Your problem is not the age you got together, or the age difference between you two, or the age you were married at.
Your problem is that you have no idea what a marriage is, how one operates, or how to keep one together.
What's done is done. You married him. You cheated. Now decide if you want to cut and run-- people make mistakes-- or put on your big girl panties and quit running around like you are still on the same level as all your single friends. You may be young and inexperienced, but if you stay you are making a CHOICE to forego your right to act like a stupid, selfish young adult. I married at 21 knowing exactly what I was getting myself into, and it's just a shame you didn't do the same.

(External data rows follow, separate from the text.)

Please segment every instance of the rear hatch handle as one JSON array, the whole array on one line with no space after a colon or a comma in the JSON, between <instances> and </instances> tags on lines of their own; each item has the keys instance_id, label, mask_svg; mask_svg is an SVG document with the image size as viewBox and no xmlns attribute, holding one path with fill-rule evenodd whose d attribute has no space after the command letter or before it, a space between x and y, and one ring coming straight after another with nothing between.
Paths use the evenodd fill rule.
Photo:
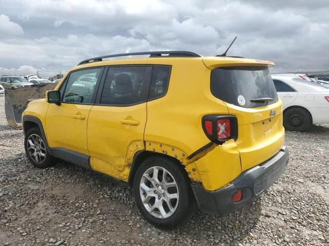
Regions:
<instances>
[{"instance_id":1,"label":"rear hatch handle","mask_svg":"<svg viewBox=\"0 0 329 246\"><path fill-rule=\"evenodd\" d=\"M262 102L266 105L272 100L273 98L272 97L263 97L262 98L252 99L250 101L251 102Z\"/></svg>"}]
</instances>

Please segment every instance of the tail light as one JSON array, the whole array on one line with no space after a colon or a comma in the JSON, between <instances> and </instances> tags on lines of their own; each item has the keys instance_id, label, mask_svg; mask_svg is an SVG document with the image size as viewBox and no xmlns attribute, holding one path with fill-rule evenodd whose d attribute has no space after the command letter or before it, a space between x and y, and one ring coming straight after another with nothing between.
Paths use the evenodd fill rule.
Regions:
<instances>
[{"instance_id":1,"label":"tail light","mask_svg":"<svg viewBox=\"0 0 329 246\"><path fill-rule=\"evenodd\" d=\"M233 195L233 197L232 197L232 200L233 202L237 202L238 201L240 201L242 200L243 195L242 195L242 191L241 190L238 190Z\"/></svg>"},{"instance_id":2,"label":"tail light","mask_svg":"<svg viewBox=\"0 0 329 246\"><path fill-rule=\"evenodd\" d=\"M205 115L202 127L212 142L222 144L228 139L237 138L237 119L234 115Z\"/></svg>"}]
</instances>

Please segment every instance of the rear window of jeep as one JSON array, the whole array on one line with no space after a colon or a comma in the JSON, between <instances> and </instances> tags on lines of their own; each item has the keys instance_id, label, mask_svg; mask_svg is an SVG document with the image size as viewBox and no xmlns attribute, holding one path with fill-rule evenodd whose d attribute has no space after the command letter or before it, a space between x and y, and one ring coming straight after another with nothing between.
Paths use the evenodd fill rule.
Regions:
<instances>
[{"instance_id":1,"label":"rear window of jeep","mask_svg":"<svg viewBox=\"0 0 329 246\"><path fill-rule=\"evenodd\" d=\"M244 108L257 108L263 101L250 100L271 98L266 104L278 100L269 70L259 67L231 67L216 68L211 72L210 89L212 94L229 104Z\"/></svg>"}]
</instances>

Married women do not get to run to other men when trouble hits the marriage. They don't get to drink too much "accidentally" and find themselves in a situation where they just "have" to stay at their ex's house (do your fingers not dial your husbands phone number, or a friend's, when you've had too much wine?). They don't get to choose not to communicate with their husbands about what is bothering them and why. If they do all these things, they will most certainly find themselves divorced women.
Get off The Nest RIGHT NOW and start looking for couples' counselors if you plan to stay.
Hello Friends,
Again, thank you for the help and support and.. kick in the pants I needed. I wanted to give you an update that my husband and I are going wonderful together and don't get me wrong it is still going to be bumpy but I know that we can get through anything.I have grown more then anything from all of this and I dont regret it makeing us stronger but there are better ways to get there for sure! Thank you again everyone!